Blending Selections:

  • Frozen Drinks Smoothies
  • Puree
  • Blend
  • Ultra Blend
  • Low, Medium, High and Pulse

ninja blender

Smoothie
Ingredients:

  • Frozen Blueberries
  • Pears
  • Bananas
  • Spinach
  • Kale
  • Coconut Water

I’ve been wanting to recreate this dish I grew up eating back home on Guam called Kadun Katne in translation means Beef Soup.  Comfort food at it’s best and was always a treat for me.  This traditional yet simple recipe calls for oxtail (or whatever meat you prefer), onions, garlic, coconut milk and taro which was cooked in a pot till tender and served with white rice.

Taro

Kadun Katne (Beef Soup)
Ingredients used:

  • Thick Cut Beef Short Ribs
  • Onions
  • Garlic
  • Taro
  • Coconut Milk
  • Leeks
  • Parsnips
  • Water
  • Salt & Black Pepper

*I will have the actual recipe posted soon 🙂

In preparing this dish I added oil to a large pot and sautéed onions then the short ribs (seasoned with salt & pepper) to give it a nice sear on the outside, once that was done searing I added 4 cups of water (you can use a beef broth) and allowed the meat to cook for about an hour and 1/2 on medium heat or till tender.  Added the cut taro and coconut milk while this was cooking all together I prepared the other veggies for roasting.

Cut up the parsnips, leeks, onions and garlic then lightly seasoned with salt & black pepper and olive oil.  Placed on a cookie sheet and baked at 400 degrees for 15 minutes or till tender.

Roasted Veggies

When all was done I added the cooked taro, broth and roasted veggies to the Ninja Blender selecting the Puree function then let it do it’s job.  I did however add more broth and some milk to loosen the soup a bit because the texture with the cooked taro can be quite thick.

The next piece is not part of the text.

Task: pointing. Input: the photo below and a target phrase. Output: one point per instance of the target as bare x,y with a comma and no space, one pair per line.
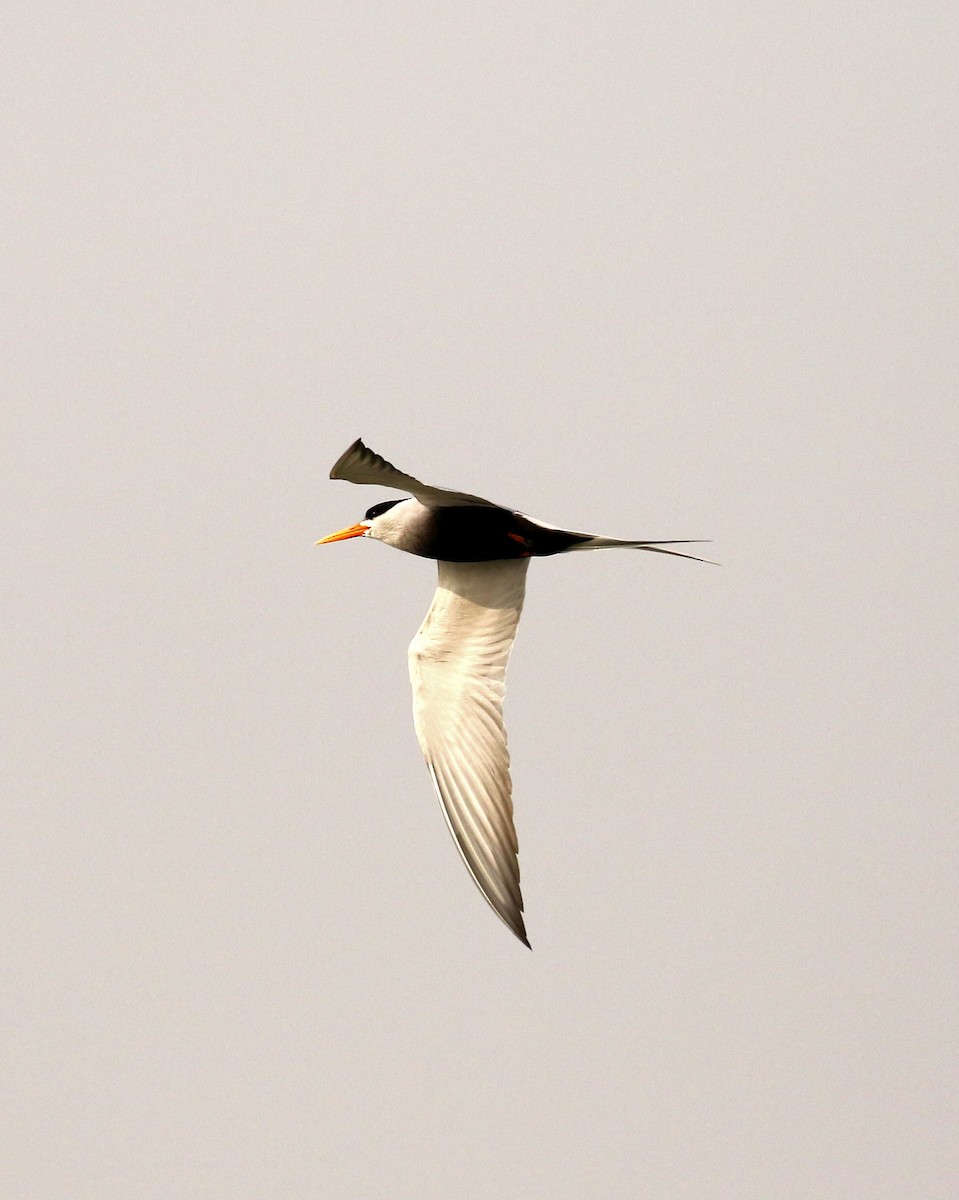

So what you see is the finished product…

Taro Soup topped w/ pieces of shredded beef, crispy garlic, taro chips and a drizzle of garlic infused oil


This was quite the labor of love and I’m so glad I finally followed through with recreating this dish.  It turned out great and was delicious!

A BIG THANK YOU to the lovely people at Ninja Kitchen for the opportunity!